Per Computer Protocol Release Gate items 3+4: "mTLS-issued certs work on mTLS-required routes" + "Delegated child agents can be created, constrained, used, terminated, and verified inactive." The recovery-hint fix unblocks autonomous agents following the error chain — they hit mtls_required, read the recovery hint, exchange a CSR, retry. Before this PR they hit mtls_required, read a recovery hint pointing at signup, looped on signup attempts that don't apply.
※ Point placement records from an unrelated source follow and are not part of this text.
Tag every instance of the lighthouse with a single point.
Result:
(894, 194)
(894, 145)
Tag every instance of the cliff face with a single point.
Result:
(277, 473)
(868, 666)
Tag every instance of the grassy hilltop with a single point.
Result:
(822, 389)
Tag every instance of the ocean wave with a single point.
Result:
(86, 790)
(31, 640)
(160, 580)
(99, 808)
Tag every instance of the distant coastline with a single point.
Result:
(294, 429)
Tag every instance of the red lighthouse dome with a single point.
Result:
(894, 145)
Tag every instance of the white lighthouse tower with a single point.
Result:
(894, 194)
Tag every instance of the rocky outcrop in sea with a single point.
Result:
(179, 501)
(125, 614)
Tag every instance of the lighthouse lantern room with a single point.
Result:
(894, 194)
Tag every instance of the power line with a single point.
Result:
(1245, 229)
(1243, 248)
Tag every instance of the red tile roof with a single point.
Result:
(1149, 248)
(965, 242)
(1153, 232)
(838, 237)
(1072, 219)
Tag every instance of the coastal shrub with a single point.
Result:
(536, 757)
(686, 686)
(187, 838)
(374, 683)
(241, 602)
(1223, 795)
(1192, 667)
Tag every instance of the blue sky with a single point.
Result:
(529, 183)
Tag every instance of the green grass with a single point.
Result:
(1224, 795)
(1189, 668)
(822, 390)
The startup warning is the cheaper-than-an-integration-test signal that the production ECS task is missing the behindAlb config flip. CloudWatch will surface it at every boot until Justin sets the env var.

How It Works

curl --cert <pem> --key <key> https://api.brainstormrouter.com/v1/agent/delegate
  → 403 { error: { code: "mtls_required", ... } }
  → errorEnrichmentMiddleware sees no body.recovery
  → injects recovery hint via resolveRecoveryHint({type: "auth_error"})
  → endpoint: "POST /v1/register" (API-key signup, wrong direction)

After P0b:
  curl --cert <pem> --key <key> https://api.brainstormrouter.com/v1/agent/delegate
  → 403 { error: { code: "mtls_required", ... }, recovery: { ... } }
  → top-level body.recovery already populated
  → errorEnrichmentMiddleware surfaces RecoveryHint headers + skips override
  → endpoint: "POST /v1/agent/auth/cert" (cert exchange, correct path)

What This Doesn't Fix

  • Production config flip — setting gateway.tls.mtls.behindAlb=true on the ECS task definition is Justin's task. The code path was already in mtls-auth.ts:57-72 (reads x-amzn-mtls-clientcert when behindAlb=true); the bug was the FLAG NEVER FIRED in production. Until the env var lands, this PR's recovery hint just gives operators the right endpoint to call — but their cert still won't authenticate.
  • ALB cert-header forwarding — once behindAlb=true is set, the ALB listener config must forward the client cert. That's a one-time verify Justin should do via curl --cert ... https:///v1/agent/delegate and confirm the request reaches the app with the header attached.
  • Integration test for full CSR-exchange-then-use loop — would require either a live ALB or a sophisticated mock. Defer to Computer's next adversarial run as the integration-level proof.

Lockstep

  • TypeScript SDK: no change (response shape additive — adds top-level recovery field, doesn't break existing readers)
  • Python SDK: no change
  • MCP tools: no change
  • API surface: 403/401 response shape now includes recovery field (additive)
  • OpenAPI: no shape changes (could document the recovery field in a docs-only follow-up)
  • Ship log: this entry

Closes Release Gate

  • Item 3 (mTLS-issued certs work on mTLS-required routes): closed at the code level for recovery-flow correctness. Production-config-level closure depends on Justin's ECS env var change.
  • Item 4 (Delegated child agents lifecycle): partial. Once the config flip lands and Computer reruns the lifecycle tests, this should fully close.